Potential modulation of Nickel-Cobalt hydroxide nanosheets with conductive Poly(3,4-Ethylenedioxythiophene) skin for aqueous hybrid supercapacitors

Abstract

Transition metal hydroxides with tuned structure and superior electrochemical activities are of potential as positive electrodes for aqueous hybrid supercapacitors (AHSs), yet their conductivities and stacking behaviors need to be optimized to further improve the electrical potential distribution from the electronic multi-contact border to the electroactive center. Herein, we report a new approach to coat poly(3,4-ethylenedioxythiophene) (PEDOT) skin with a controlled thickness on nickel–cobalt layered double hydroxide (NiCo-LDH) nanosheets via a simple yet efficient oxidative chemical vapor deposition (oCVD). The conductive PEDOT skin is ionically permeable, resulting in uniform distribution of the electrical potential and fast transport of ions to active sites. The density functional theory (DFT) calculations reveal that the PEDOT layer can build an embedded electric field at the interface and enable a low desorption energy of hydrogen for electrochemical redox reactions.

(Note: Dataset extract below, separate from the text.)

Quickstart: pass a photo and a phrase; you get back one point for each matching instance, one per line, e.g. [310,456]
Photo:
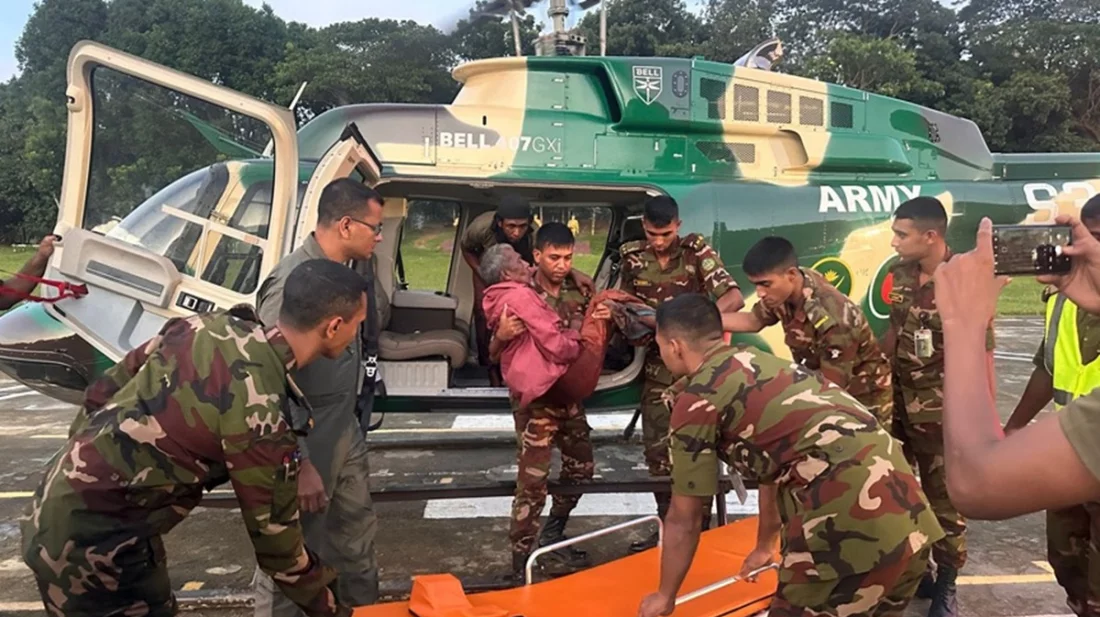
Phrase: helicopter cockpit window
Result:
[179,177]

The as-obtained NiCo-LDH nanosheets with the PEDOT skin of 10 nm thick (LDH/PEDOT-10) as the battery-type electrode deliver a high specific capacity of 167 mAh g−1 (1250F g−1) with a greatly improved rate capability of 79 % at 50 A g−1 and cycling stability of 92 % for 6000 cycles, which endows AHS devices with superior charge-storage performance. This study has demonstrated for the first time that the modulation of electrical potential for redox electrodes via an interface engineering strategy can achieve simultaneously fast reaction kinetics and excellent structure stability for aqueous energy-storage devices.